The Saturday services in her home begin with 30 minutes of fellowship. People Yamilka knows have been coming to her home church because of “the power of relationship,” she says. “But then the gospel is making them stay.”

After a time of fellowship, they engage in dialogue based on the Scripture. “They like the opportunity of having authentic conversations. People want to not only hear a sermon but have intimate connections and opportunities to express themselves as they discover how to live out the Gospel. Like the first church gathered, worshiped, prayed, and edified one-another, we seek to live out our Christian tradition,” says Yamilka. The liturgy incorporates worship, Prayers of the People, an affirmation of faith, a sermon, communion and a benediction.

Multiplying House Churches

If the Lord wills, Yamilka hopes her church will follow the model of multiplying house churches, because her experience of the work of Jesus in her life happened through a small group setting. “After we connect vertically with God, we want to connect with community. “And so right now my heart is set on home churches that remain small so that people can experience the Gospel in a personal way.”

Yamilka surrenders her pastoral work to God every morning, afternoon and evening. “You know what’s the best part?

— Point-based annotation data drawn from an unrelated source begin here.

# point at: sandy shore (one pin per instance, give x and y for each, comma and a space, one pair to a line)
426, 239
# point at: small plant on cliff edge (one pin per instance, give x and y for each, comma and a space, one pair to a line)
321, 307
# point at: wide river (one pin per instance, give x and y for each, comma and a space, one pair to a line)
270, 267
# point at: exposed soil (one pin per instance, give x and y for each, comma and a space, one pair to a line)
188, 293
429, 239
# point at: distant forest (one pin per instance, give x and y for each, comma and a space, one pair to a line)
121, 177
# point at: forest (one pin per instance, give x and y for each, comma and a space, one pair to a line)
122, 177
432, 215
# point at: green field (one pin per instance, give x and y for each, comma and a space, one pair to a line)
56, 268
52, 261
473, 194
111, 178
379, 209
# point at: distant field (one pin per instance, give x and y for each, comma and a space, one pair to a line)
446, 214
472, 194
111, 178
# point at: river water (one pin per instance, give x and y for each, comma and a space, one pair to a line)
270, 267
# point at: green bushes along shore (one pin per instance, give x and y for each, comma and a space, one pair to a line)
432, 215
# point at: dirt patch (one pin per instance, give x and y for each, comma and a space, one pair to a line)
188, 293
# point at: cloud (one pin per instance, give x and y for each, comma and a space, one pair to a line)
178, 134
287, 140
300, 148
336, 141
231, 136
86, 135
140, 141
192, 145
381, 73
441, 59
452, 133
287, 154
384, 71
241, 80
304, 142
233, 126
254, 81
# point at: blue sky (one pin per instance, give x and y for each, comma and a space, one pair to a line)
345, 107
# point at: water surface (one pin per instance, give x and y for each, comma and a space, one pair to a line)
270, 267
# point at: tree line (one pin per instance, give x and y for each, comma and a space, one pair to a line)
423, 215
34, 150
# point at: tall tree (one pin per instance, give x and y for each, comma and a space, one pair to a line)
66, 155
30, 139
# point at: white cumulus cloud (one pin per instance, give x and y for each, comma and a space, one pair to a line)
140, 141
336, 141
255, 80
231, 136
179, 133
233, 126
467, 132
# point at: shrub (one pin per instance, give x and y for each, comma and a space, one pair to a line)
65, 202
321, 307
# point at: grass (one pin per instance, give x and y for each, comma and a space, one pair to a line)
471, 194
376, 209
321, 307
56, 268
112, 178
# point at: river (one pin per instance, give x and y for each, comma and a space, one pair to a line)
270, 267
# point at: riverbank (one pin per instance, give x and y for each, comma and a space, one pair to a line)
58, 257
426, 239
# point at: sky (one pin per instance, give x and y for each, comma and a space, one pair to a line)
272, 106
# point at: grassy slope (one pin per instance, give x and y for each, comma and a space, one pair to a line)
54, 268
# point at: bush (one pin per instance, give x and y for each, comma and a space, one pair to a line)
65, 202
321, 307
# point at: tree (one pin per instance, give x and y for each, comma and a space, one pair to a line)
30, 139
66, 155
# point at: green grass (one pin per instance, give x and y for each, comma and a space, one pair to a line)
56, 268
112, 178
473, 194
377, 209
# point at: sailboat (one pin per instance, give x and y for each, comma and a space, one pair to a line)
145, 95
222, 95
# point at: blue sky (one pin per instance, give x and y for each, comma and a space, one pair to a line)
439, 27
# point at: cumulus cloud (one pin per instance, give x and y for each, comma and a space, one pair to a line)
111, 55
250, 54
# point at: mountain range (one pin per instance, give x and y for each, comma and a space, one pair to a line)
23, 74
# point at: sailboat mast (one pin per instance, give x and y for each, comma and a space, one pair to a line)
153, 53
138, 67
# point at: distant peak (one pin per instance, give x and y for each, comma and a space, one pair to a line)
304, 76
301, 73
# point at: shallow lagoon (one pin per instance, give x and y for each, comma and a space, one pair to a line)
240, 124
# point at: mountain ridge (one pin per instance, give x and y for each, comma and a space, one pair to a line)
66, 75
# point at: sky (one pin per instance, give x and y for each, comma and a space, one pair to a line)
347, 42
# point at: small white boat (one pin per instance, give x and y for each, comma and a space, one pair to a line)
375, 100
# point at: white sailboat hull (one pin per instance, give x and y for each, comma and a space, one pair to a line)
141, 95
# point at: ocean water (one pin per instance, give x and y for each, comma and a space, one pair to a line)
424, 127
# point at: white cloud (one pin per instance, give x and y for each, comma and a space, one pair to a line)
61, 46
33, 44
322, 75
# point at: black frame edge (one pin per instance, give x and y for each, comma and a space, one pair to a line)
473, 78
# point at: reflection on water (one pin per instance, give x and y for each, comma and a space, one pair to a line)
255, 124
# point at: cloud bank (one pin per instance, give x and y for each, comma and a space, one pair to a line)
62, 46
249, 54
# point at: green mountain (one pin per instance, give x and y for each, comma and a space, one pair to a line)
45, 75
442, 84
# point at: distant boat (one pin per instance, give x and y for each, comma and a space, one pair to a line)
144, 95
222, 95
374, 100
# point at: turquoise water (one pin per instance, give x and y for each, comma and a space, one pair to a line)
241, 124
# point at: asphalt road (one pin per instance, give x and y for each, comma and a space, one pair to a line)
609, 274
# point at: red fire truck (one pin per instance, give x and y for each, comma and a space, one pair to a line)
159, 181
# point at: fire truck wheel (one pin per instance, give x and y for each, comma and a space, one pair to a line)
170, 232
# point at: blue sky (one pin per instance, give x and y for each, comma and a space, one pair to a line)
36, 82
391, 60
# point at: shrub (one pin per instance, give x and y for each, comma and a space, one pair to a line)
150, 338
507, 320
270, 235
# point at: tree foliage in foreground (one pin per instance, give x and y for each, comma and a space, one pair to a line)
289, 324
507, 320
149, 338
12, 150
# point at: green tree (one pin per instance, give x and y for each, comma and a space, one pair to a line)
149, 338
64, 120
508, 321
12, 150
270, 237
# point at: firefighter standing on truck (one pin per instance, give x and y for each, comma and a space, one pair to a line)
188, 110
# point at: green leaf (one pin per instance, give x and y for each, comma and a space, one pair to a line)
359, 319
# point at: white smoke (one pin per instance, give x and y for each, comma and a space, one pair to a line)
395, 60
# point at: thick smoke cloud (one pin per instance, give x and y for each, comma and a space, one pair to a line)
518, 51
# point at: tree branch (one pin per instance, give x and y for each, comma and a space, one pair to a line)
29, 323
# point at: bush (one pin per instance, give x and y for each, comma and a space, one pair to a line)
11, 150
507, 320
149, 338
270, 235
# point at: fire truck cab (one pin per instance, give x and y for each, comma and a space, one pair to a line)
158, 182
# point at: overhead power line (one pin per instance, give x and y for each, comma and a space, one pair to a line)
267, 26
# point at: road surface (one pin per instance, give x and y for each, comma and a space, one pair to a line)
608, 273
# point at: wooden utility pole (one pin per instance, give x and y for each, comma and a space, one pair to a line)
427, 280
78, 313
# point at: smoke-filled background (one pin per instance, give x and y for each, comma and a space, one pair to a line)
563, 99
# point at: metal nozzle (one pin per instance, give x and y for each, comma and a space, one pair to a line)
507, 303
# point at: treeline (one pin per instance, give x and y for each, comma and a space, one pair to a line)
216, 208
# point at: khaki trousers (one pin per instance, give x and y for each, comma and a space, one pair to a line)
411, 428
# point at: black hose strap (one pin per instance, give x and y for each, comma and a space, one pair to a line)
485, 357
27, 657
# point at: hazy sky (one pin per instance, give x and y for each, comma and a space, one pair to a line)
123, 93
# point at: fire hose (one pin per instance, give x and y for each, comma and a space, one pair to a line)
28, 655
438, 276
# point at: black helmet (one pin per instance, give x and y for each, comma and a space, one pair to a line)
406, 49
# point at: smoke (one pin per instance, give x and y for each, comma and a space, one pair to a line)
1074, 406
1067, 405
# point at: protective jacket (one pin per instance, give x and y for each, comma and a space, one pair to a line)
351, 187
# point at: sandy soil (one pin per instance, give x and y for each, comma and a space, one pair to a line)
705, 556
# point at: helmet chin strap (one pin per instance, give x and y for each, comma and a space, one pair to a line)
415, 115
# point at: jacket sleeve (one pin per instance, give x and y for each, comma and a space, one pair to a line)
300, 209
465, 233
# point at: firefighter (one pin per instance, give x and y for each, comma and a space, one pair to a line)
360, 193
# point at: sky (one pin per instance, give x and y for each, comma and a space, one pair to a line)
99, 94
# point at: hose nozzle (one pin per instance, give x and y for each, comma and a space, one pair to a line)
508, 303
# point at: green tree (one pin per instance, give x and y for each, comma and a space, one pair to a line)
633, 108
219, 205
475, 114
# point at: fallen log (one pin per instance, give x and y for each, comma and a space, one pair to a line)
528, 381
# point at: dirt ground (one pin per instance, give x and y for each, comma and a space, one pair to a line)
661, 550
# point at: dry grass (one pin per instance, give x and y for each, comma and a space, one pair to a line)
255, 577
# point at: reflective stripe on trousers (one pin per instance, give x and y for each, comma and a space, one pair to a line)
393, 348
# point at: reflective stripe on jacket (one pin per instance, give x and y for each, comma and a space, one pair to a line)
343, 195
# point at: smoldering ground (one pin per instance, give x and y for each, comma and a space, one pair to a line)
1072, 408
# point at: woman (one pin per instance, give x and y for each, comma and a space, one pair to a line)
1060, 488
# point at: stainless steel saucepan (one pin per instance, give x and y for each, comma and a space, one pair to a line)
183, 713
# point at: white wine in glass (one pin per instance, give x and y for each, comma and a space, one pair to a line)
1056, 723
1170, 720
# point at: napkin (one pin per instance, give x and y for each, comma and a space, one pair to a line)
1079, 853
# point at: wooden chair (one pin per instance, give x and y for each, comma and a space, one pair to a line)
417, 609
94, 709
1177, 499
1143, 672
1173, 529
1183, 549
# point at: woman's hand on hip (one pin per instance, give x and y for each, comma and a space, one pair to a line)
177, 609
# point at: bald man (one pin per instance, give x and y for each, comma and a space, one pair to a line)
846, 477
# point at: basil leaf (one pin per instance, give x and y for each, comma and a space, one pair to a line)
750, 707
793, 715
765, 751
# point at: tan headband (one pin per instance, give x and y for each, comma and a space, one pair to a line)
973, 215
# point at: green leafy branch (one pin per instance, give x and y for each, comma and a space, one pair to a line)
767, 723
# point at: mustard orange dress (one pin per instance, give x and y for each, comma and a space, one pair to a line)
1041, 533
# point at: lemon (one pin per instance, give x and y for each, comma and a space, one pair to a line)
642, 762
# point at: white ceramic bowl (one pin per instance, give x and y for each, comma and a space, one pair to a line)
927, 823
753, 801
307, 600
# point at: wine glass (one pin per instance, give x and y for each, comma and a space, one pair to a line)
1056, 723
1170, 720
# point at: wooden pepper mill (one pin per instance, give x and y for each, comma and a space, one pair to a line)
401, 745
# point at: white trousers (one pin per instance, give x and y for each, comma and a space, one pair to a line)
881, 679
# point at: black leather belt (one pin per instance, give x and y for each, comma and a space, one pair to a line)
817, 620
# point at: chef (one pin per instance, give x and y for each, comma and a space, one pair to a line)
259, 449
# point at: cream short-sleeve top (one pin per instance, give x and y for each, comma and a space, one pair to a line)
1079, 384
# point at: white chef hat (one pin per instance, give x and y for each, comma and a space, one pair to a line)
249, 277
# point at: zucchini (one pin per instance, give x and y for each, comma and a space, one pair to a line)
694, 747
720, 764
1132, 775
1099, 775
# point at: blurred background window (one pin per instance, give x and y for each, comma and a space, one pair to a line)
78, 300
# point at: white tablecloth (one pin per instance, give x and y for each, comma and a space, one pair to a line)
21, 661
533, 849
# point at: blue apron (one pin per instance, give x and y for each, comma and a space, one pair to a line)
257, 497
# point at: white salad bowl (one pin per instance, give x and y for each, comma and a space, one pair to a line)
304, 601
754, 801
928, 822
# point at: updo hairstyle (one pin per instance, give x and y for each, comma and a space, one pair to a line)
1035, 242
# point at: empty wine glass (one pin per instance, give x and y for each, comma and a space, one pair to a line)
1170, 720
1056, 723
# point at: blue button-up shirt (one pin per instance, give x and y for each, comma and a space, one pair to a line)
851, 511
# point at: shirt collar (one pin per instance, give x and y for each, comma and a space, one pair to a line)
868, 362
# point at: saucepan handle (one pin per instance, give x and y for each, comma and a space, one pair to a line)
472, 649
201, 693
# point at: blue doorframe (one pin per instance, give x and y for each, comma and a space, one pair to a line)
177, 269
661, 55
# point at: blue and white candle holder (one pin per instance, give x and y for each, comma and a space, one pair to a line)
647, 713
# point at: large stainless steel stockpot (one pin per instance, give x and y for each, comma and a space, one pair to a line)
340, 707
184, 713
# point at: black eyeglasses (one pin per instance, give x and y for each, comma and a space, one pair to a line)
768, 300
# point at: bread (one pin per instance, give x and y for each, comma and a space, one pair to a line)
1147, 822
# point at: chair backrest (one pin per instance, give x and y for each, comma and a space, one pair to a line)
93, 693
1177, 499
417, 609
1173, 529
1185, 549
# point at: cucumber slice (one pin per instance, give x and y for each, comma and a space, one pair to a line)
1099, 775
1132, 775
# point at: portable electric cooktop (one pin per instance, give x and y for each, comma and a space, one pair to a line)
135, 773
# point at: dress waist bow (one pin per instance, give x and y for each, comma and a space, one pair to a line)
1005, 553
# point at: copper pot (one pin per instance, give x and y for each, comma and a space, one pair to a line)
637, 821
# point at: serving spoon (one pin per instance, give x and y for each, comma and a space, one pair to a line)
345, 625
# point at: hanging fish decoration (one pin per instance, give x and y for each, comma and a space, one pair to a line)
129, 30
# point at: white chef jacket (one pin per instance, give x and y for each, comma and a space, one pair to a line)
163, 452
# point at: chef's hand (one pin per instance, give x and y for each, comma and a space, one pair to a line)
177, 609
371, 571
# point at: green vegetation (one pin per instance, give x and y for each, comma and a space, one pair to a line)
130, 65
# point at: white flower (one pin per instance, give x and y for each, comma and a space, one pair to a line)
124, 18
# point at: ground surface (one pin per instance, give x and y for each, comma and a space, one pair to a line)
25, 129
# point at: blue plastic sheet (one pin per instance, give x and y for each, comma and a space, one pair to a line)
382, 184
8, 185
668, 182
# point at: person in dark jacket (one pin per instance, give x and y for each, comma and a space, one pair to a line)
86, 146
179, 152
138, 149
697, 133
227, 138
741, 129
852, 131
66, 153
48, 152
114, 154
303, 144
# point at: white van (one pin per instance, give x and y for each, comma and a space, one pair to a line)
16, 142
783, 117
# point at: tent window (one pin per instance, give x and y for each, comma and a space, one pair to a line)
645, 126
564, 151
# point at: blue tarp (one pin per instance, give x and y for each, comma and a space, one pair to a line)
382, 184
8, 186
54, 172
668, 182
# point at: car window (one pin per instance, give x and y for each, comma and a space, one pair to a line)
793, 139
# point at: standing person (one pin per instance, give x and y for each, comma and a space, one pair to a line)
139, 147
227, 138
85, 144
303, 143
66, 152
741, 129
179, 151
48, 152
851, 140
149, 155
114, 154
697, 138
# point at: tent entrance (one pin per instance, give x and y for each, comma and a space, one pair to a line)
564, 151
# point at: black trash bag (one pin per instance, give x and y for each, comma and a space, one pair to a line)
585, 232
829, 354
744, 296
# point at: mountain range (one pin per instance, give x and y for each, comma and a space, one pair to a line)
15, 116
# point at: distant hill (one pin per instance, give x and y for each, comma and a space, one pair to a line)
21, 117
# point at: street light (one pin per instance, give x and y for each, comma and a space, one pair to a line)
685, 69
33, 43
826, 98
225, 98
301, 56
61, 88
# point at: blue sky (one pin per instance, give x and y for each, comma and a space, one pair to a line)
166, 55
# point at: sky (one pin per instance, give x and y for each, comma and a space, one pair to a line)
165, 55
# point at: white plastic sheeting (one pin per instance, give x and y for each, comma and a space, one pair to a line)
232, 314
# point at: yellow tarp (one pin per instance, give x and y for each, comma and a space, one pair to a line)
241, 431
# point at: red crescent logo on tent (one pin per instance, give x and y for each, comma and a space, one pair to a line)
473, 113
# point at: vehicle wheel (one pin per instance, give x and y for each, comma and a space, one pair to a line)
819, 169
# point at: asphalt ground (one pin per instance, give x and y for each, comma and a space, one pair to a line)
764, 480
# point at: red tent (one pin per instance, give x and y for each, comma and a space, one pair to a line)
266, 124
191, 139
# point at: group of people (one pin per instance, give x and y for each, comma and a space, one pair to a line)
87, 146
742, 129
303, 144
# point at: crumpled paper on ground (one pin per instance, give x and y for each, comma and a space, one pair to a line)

Not knowing what it will look like, because that is what will make it truly God’s. We humans – we plan and plan and plan. But it’s the season to be spontaneous and allow the spontaneous Holy Spirit to lead.”

Because of the difficulty she experienced leaving her Assistant Principal role, Yamilka wants to encourage anyone struggling as she did. “He calls us into the strangest places, at the time we probably think we need it the least. And when He calls, He will continue to call, and it’ll get louder until we answer.”

As for leaving a familiar role and entering new territory, Yamilka can speak to that too. “The Lord can use everything that we are – our skills, our gifts – and we can bring that into a new setting to present Him. We are the temple; we carry Him where we go.” Yamilka believes it is the power of relationship that allows us to share the gospel. According to her, we are most of the time speaking the gospel in a wordless manner, through companionship and just being.